We have about 100 ESX servers. All with 6x NIC. All ESX servers are ESX 3.5 update 2.
The network setup is the same for all ESX servers:
vmnic0 en 2 Service Console + VMotion
vmnic1, 3, 4 en 5 VM Network
Both NIC-teams are based on Virtual Link ID and all vmnic's are Active. All settings are default.
By accident I look at the performance of the network and I see that all the traffic is going through vmnic1! There are about 30 V'M's on a host. I looked to the other hosts and at every host is the same situation:
PORT ID UPLINK USED BY DTYP DNAME PKTTX/s MbTX/s PKTRX/s MbRX/s %DRPTX %DRPRX
16777217 Y vmnic0 H vSwitch0 6.54 0.02 5.99 0.00 0.00 0.00
16777218 N 0:NCP H vSwitch0 0.00 0.00 0.00 0.00 0.00 0.00
16777219 Y vmnic2 H vSwitch0 0.00 0.00 2.91 0.00 0.00 0.00
16777220 N 0:CDP H vSwitch0 0.00 0.00 0.00 0.00 0.00 0.00
16777221 N 0:vmk-tcpip-10.11.33 H vSwitch0 0.00 0.00 1.09 0.00 0.00 0.00
16777222 N 0:vswif0 H vSwitch0 6.54 0.02 4.18 0.00 0.00 0.00
33554433 N 0:CDP H vSwitch1 0.00 0.00 0.00 0.00 0.00 0.00
50331649 Y vmnic1 H vSwitch2 250.14 1.28 256.67 0.40 0.00 0.00
50331650 N 0:NCP H vSwitch2 0.00 0.00 0.00 0.00 0.00 0.00
50331651 Y vmnic3 H vSwitch2 0.00 0.00 68.85 0.16 0.00 0.00
50331652 Y vmnic4 H vSwitch2 0.00 0.00 68.85 0.16 0.00 0.00
50331653 Y vmnic5 H vSwitch2 0.00 0.00 68.85 0.16 0.00 0.00
50331654 N 0:CDP H vSwitch2 0.00 0.00 0.00 0.00 0.00 0.00
How is this possible? I thougt the first VM takes pNIC1, the 2nd pNIC2, etc.

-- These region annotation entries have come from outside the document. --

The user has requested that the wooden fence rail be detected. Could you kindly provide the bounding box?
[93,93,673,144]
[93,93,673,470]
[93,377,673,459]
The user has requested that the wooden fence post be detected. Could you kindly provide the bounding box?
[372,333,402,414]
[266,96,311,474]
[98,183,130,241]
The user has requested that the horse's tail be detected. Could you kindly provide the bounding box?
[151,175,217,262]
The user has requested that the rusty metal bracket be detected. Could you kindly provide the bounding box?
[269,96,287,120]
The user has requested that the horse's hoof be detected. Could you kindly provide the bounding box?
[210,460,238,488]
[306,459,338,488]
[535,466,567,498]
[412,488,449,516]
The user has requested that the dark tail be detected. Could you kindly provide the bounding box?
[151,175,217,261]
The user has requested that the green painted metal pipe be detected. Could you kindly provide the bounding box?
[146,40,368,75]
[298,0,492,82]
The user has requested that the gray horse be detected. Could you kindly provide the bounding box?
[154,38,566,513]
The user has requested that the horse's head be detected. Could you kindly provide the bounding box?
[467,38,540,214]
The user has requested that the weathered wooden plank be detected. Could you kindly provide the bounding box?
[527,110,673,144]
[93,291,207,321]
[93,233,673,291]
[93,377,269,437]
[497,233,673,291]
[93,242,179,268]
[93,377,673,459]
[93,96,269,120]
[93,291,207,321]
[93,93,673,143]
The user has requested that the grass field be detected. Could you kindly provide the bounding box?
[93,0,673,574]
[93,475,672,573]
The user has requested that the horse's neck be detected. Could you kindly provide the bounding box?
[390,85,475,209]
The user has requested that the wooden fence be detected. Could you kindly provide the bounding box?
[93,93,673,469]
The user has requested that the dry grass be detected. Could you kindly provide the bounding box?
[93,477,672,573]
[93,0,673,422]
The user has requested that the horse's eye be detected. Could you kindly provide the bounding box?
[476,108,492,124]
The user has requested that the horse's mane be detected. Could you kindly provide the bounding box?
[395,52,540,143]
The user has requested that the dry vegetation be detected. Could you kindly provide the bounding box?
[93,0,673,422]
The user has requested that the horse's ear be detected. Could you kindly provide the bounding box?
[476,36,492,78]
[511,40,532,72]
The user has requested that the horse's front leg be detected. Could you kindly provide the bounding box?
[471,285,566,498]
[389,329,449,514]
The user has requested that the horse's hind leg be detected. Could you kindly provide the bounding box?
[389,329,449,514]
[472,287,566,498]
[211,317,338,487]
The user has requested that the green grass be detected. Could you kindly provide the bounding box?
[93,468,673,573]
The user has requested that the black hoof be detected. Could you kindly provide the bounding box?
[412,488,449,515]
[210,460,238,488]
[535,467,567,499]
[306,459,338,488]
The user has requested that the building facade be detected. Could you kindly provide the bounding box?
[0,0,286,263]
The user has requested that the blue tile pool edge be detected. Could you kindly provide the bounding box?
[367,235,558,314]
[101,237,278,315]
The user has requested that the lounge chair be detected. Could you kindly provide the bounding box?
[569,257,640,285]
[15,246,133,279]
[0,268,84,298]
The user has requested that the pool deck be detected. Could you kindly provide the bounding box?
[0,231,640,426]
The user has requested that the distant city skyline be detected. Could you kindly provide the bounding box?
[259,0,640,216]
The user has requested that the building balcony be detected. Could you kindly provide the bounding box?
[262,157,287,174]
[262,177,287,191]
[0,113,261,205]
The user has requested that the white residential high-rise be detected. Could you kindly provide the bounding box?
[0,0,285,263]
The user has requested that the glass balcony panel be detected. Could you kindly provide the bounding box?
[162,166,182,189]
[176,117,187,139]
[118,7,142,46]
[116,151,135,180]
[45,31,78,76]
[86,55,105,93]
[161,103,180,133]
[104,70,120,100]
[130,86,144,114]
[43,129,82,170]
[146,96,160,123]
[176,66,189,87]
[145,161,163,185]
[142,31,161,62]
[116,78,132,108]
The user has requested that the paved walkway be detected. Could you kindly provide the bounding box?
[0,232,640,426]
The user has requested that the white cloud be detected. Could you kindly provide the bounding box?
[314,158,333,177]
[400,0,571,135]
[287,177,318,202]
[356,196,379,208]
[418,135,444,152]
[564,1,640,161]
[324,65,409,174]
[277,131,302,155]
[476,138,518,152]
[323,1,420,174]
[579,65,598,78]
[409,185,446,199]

When I look with ifconfig I see at vmnic3,4 en 5 (TX bytes 0 ???:
vmnic4 Link encap:Ethernet HWaddr 00:17:A4:77:20:38
UP BROADCAST RUNNING MULTICAST MTU:1500 Metric:1
RX packets:502580341 errors:0 dropped:0 overruns:0 frame:0
TX packets:0 errors:0 dropped:0 overruns:0 carrier:0
collisions:0 txqueuelen:1000
RX bytes:2450857820 (2337.3 Mb) TX bytes:0 (0.0 b)
Interrupt:121
The examples used are almost the same on every host.
is there anybody who has the same situation? Or an explanation for this performance counters?
If you read this article posted on Scott Lowe's blog you will see the exact issue you are seeing in your environment. In order to resolve the issue, you have some different options. Check out the "Without Aggregation" section.
Without LACP ouy can separate you VMs to separate port groups for better vmnic balancing. You can have multiple port group with different vmnic configurations for balancing and redundancy.
With LACP and using NIC teaming with "Route based on ip hash" and physical switches that been configured for EtherChannel or static 802.3ad/LACP
Hopefully this sheds some light on the issue.
Thanks for this answer, I already read that article. But in this article is the following:
+There is no guarantee that the VMs will be evenly distributed across
the uplinks on a vSwitch or port group. Although I’ve seen references
in the VMware documentation to indicate that VMs are balanced in some
fashion (I could not find those references, however), real-world
experience seems to indicate otherwise. In my tests, I had instances
where four VMs were all “linked” (via their virtual port ID) to the
same uplink.+
We
have about 100 hosts and at all NIC teams only one vmnic handles the
transmit traffic. I think this is not what VMware mentioned with this
option.
Route based on virtual port ID is the best way to achieve or
goal because we can use 4 switches. With a channel we can use only 1
switch (or with stacking 2 switches). This is not the situation we
want.
To seperate the VM's by using different portgroup's is a
nic option when the environment is small. Not in our environment
because there are too many ESX servers.